In a moving ceremony, Peyton Alexander walked in a newly completed Sefer Torah dedicated to the memory of his father-in-law, Bennie Auerbach, and presented the Torah to the rosh kollel, Rabbi Doniel Pransky.
Rabbi Emanuel Feldman, Congregation Beth Jacob’s emeritus rabbi, who flew in from Israel, recalled his arrival in Atlanta 35 years before the kollel emerged. He contrasted the “dreamers in the news today to the real dreamers … couples who came as pioneers to kollel.”
He spoke fondly of Auerbach, who generously put a refrigerator and stove in Rabbi Feldman’s first house near Georgia Baptist Hospital.

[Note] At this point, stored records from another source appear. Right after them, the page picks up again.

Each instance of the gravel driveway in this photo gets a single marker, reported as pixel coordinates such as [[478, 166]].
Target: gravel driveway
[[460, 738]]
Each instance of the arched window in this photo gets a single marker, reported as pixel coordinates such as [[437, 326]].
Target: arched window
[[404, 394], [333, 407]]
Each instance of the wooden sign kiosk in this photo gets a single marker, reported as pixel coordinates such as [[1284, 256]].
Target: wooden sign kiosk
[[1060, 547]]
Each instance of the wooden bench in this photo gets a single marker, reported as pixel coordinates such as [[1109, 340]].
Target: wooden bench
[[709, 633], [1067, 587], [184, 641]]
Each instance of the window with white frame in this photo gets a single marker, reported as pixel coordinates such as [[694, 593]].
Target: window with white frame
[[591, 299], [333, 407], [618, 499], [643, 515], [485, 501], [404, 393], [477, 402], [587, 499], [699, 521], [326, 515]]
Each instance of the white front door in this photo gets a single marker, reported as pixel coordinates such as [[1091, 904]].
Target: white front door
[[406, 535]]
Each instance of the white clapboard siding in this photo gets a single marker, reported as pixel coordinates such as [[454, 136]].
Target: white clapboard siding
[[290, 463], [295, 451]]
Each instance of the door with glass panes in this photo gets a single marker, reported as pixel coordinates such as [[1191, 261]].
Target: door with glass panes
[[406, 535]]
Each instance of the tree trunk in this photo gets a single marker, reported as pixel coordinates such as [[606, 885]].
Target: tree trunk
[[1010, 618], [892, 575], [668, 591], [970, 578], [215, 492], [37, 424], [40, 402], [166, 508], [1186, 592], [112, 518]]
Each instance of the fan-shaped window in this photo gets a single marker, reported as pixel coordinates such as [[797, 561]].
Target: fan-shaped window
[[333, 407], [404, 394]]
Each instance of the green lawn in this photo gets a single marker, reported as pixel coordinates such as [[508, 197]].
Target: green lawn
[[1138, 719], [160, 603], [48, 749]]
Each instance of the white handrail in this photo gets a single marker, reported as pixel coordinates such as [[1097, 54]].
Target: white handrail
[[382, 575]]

Rabbi Feldman also recounted an Erev Pesach rush in 1978 to prepare remarks for President Jimmy Carter to deliver at an event at the White House attended by Israeli Prime Minister Menachem Begin and 100 rabbis, including Rabbi Feldman. As a favor to Atlantan Stuart Eizenstat, Rabbi Feldman drafted inspiring words about the significance of Israel’s 30th birthday, representing “strength.”
The charismatic kollel rabbis lined up for their traditional parody song. This year’s performance was based on “Eye of the Tiger,” with words substituted about Jewish learning and survival.
Emory University student Emily Calhoun, who grew up struggling with religion in an interfaith household in Augusta, received the kollel’s Bernie Marcus Award. She said, “In Atlanta, I saw the happiness in community events like Purim to solidify my decision for a Jewish commitment.”
Also attending were students from the Woodward Academy, even though it was their spring break.
Yad v’yad, this strength through the younger generation, reinforced the kollel’s survival theme.